TOUT-PARIS - 1637 - Rue Scribe et Boulevard des Capucines (IXe arrt.)
F.F. Paris
Situé à l’angle du
n°14 boulevard des Capucines et du
n°1 rue Scribe, le
Grand Café est, en 1870, la propriété de
Louis Henri Thibault (1829-1883) parisien dont le père Narcisse Thibault était marchand de vins à Vaugirard. Louis Thibault avait épousé, le 3 juin 1857, sur la paroisse Saint-Martin-des-Champs,
Marie Françoise Rey, décédée avant le 14 avril 1874, date du mariage de leur fille Hortense.
Après le décès de Louis Thibault le 8 décembre 1883, le Grand Café passe aux mains de Frontin (1883), puis de Carrey (1884) et en 1885 de
Paul Joseph Volpini (1853-1911).
Né en Lombardie, à Garlasco, Volpini, maître d’hôtel à l’Hôtel Vendôme de César Hagneré, 1 place Vendôme, se marie le 21 octobre 1879 à Paris 1er arrt., avec
Marie-Louise Marie (1851-1898), femme de chambre à l’Hôtel Vendôme.
Dès 1887, Volpini, très actif, passe quotidiennement de nombreuses annonces pour son Grand Café dans des journaux parisiens, organise des
concours de billard en 3000 points dans un salon dont il dispose et engage des orchestres, notamment de tziganes hongrois, qui jouent tous les soirs de 6 à 11 heures, dans sa salle de la rotonde.

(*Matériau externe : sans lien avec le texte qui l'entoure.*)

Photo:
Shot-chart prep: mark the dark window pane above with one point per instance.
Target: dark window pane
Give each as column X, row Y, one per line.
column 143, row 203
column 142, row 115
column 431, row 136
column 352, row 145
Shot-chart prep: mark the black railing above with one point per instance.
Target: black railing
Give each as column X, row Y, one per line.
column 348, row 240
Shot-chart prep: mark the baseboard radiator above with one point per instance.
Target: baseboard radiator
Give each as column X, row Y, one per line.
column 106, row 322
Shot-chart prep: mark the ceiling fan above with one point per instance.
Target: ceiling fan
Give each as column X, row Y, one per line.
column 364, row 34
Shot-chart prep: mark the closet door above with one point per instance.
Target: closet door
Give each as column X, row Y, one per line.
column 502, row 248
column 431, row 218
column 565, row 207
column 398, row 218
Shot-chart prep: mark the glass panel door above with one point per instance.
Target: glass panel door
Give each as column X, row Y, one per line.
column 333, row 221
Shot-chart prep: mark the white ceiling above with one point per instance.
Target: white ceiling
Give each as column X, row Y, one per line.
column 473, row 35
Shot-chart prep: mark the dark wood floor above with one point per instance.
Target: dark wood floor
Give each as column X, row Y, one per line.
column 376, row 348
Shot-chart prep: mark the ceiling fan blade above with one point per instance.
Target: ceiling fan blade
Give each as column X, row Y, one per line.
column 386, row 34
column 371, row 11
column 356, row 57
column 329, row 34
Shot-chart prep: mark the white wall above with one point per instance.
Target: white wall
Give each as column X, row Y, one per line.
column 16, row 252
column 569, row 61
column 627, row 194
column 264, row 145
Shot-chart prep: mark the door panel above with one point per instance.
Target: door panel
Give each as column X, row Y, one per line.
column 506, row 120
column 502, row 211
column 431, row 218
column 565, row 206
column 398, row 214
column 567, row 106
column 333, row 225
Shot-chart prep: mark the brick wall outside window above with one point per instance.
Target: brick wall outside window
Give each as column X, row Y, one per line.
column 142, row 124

Le 10 novembre 1888, Volpini invite le Tout-Paris pour inaugurer son
Salon Indien, en sous-sol, luxueusement et artistiquement décoré par l’architecte Jules-Marie Vaurabourg (1842-1897) :
— Au programme figurent : MM. Saint-Germain, Berr, de la Comédie-Française, M. Duard et Mlle Suzanne Bertrand, de l'Odéon ; Mme Hortense Bouland, de l'Opéra-Comique : M. Albert Oudineau, un baryton d'avenir. Mlle Rivolta et M. de Gaspari, de l'Eden, danseront la Gallegada de Speranza. Des comptoirs seront tenus par les plus jolies femmes de Paris qui vendront des fleurs et des bibelots japonais au profit des victimes de la catastrophe de Cransac. On finira par un bal, ouvert par Grille-d'Egout et Rayon-d Or, et par une retraite aux flambeaux tout ce qu'il y aura de plus japonais. Heureux les privilégiés qui auront une invitation.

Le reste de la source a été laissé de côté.